Marcos Rogério registra atos de discriminação contra brasileiros em Portugal

Publicado

O senador Marcos Rogério (PL-RO) registrou, em pronunciamento nesta quarta-feira (18), casos de xenofobia e de racismo ocorridos contra brasileiros em cidades de Portugal. O senador se mostrou preocupado com essa situação que vem de alguns anos.

— Eu faço um apelo para que as autoridades diplomáticas brasileiras redobrem os esforços, que, certamente, já devem estar em curso, para que, em cooperação com o serviço diplomático português, tratem essa questão de intolerância, xenofobia e racismo com a gravidade e com o rigor com que ela merece ser tratada — pediu o senador.
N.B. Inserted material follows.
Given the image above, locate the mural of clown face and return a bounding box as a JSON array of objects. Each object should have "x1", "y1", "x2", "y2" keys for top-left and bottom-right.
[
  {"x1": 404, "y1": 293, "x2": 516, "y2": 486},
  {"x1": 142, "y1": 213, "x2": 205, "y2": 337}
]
O parlamentar afirmou que imigração de brasileiros está crescendo e já forma a maior comunidade de estrangeiros em Portugal. Para ele, portugueses e brasileiros são povos unidos por sua língua e história e a intolerância tem que ser impedida de prosperar na sua origem.

Marcos Rogério destacou que os atos contra os brasileiros estão sendo repudiados por todos os partidos políticos portugueses. Ele também afirmou que esse comportamento deplorável, reflete uma minoria de portugueses, mas ainda assim reforçou a necessidade das autoridades portuguesas coibirem esses atos discriminatórios contra os brasileiros.

O senador citou também reportagem o jornal Folha de S. Paulo, noticiando que duas universidades, três escolas e um centro de refugiados, em Portugal, “amanheceram com pichações racistas em seus muros. Em uma das frases lia-se: “Zucas, voltem para as favelas! Não vos queremos aqui!” Zucas é o diminutivo de brazucas, ou seja, brasileiros”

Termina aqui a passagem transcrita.